As a result of the new road, a significant part of the site is suitable for a retail development of Class A1 non-food units of 18,850sq m (200,000sq ft), which the local planning authority have indicated they will support. This scheme is known as Phase 1 of your client’s proposed development project.

An adjoining site, part of the 50 hectares, (the additional development land) is suitable for the development of a food store Class A1 of 9,290sq m (100,000sq ft) and a number of major national retailers have expressed an interest in the site. However, the local planning authority say that the development of ‘out-of-town’ food stores is contrary to their planning policy. This scheme is known as Phase 2.

On your advice, the landowner has agreed a sale of the whole of the sites comprising Phases 1 and 2 to a specialist retail developer conditional upon the grant of planning permission. The sale includes the additional development land.

The balance of the site comprising approximately 30 hectares will be retained by your client for potential future development.

The agreed sale price comprises a sum for Phase 1 payable three months after the grant of planning permission and a further discounted sum payable on completion of the sale contract to reflect the potential ‘hope value’ of the additional development land being developed.

The contract for the sale of the land places an obligation on the developer to submit a planning appeal to the local planning authority should planning permission not be granted for Phase 1 within a specified time or if planning permission is granted for a substantially smaller scheme.

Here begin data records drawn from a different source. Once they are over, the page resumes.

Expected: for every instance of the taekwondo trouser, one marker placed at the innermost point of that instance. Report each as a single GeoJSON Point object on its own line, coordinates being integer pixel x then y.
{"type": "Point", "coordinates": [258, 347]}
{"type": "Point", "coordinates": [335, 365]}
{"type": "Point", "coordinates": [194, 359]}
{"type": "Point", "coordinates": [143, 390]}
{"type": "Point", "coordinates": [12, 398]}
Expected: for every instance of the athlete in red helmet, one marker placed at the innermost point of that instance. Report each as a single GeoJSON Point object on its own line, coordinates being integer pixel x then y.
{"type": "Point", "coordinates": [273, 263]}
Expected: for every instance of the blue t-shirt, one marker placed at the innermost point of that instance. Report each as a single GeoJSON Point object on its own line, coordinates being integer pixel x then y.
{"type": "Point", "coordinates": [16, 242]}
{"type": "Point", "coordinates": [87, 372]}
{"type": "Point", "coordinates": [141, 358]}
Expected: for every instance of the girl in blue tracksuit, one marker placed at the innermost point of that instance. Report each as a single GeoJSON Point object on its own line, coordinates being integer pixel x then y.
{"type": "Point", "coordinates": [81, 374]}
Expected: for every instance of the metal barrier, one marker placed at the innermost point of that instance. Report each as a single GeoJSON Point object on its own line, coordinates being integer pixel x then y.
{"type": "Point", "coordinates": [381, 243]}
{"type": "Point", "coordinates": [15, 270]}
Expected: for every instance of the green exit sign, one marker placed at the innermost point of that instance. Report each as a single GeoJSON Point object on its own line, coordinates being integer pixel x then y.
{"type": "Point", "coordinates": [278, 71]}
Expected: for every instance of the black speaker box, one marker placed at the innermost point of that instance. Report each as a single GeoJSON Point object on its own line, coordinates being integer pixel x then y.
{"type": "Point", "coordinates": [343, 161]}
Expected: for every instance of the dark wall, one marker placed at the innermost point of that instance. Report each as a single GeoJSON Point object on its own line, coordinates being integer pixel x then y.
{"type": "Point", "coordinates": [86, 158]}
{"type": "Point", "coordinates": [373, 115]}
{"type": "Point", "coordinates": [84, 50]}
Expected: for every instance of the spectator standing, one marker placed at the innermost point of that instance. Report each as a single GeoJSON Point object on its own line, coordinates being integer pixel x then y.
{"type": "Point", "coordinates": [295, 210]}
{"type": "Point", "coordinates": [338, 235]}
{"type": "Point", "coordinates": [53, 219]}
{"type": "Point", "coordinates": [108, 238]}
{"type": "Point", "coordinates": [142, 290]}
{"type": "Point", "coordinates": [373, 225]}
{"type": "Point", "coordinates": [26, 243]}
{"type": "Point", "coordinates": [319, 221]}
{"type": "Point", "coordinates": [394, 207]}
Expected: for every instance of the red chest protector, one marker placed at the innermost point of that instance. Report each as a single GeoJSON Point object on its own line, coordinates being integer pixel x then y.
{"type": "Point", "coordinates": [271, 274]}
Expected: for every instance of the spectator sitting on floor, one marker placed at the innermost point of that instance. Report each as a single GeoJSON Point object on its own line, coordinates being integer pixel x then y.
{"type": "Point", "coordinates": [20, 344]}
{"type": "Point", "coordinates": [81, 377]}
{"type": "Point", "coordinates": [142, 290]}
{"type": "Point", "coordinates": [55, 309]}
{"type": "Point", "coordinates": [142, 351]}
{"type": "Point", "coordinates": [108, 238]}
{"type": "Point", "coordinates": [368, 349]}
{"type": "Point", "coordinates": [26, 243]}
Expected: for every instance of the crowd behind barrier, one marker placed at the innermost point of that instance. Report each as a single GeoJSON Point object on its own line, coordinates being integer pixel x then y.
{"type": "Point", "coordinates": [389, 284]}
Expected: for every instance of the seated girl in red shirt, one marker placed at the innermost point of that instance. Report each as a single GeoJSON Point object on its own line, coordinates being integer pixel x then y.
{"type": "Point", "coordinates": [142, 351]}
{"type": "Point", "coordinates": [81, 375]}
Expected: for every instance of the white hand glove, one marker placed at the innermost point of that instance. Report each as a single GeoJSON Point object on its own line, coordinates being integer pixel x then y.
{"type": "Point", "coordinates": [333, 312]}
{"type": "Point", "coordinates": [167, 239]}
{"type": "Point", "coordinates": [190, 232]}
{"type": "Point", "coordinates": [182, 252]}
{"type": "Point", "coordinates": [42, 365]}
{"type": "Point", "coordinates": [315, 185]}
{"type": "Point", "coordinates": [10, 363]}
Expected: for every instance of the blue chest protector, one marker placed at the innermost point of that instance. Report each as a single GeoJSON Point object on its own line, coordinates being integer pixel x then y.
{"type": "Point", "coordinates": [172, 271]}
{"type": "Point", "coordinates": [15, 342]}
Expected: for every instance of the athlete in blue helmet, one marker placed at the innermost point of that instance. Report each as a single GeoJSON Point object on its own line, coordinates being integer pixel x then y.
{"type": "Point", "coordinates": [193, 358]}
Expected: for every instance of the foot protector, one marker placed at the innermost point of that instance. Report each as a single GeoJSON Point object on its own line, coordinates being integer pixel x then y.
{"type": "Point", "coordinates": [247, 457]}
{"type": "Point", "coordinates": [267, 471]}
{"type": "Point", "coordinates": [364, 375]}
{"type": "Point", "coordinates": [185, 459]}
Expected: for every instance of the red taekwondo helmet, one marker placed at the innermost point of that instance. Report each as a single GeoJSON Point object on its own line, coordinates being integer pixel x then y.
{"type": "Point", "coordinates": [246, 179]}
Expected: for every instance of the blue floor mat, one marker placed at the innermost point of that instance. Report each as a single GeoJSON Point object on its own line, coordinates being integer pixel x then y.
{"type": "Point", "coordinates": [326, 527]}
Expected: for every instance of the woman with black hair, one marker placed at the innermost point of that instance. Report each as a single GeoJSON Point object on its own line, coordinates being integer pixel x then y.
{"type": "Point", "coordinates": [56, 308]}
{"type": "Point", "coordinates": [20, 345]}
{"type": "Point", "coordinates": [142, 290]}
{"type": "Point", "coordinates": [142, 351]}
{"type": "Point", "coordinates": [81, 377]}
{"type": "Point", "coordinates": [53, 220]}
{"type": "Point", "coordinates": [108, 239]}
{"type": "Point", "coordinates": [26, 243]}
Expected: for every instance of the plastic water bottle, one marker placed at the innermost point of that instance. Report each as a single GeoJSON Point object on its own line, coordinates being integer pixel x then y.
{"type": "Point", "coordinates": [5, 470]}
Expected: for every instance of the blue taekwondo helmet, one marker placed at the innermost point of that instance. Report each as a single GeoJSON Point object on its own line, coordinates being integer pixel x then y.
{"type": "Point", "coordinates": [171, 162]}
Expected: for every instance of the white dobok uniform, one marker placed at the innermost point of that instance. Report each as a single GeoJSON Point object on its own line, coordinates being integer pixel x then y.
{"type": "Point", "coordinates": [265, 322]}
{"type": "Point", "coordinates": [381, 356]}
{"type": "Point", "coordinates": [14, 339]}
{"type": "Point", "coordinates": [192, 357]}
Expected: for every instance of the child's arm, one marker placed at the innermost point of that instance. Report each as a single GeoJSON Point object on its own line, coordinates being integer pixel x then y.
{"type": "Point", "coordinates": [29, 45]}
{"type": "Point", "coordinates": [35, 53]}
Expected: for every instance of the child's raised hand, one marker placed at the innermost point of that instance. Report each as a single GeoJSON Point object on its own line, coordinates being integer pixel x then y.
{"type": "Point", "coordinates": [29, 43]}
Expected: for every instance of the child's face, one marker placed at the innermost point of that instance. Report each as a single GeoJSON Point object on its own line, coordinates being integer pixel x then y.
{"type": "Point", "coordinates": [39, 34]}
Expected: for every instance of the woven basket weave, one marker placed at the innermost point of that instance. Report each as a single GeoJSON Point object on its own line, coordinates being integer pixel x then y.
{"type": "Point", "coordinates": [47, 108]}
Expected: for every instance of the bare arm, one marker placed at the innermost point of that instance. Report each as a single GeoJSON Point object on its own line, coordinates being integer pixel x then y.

In addition, the developer has an obligation to use his ‘best endeavours’ to secure planning permission for the additional planning and development land within five years of the date of completion for Phase 1. Should planning permission be granted at any time within a period of 25 years for any use after the sale enhancing the value of the site (Phases 1 and 2), then a further overage sum becomes due to your client.

What would be your advice be in the event that it could be shown that the local planning and development authority had acted ‘ultra vires’ in reaching their decision in refusing the planning application?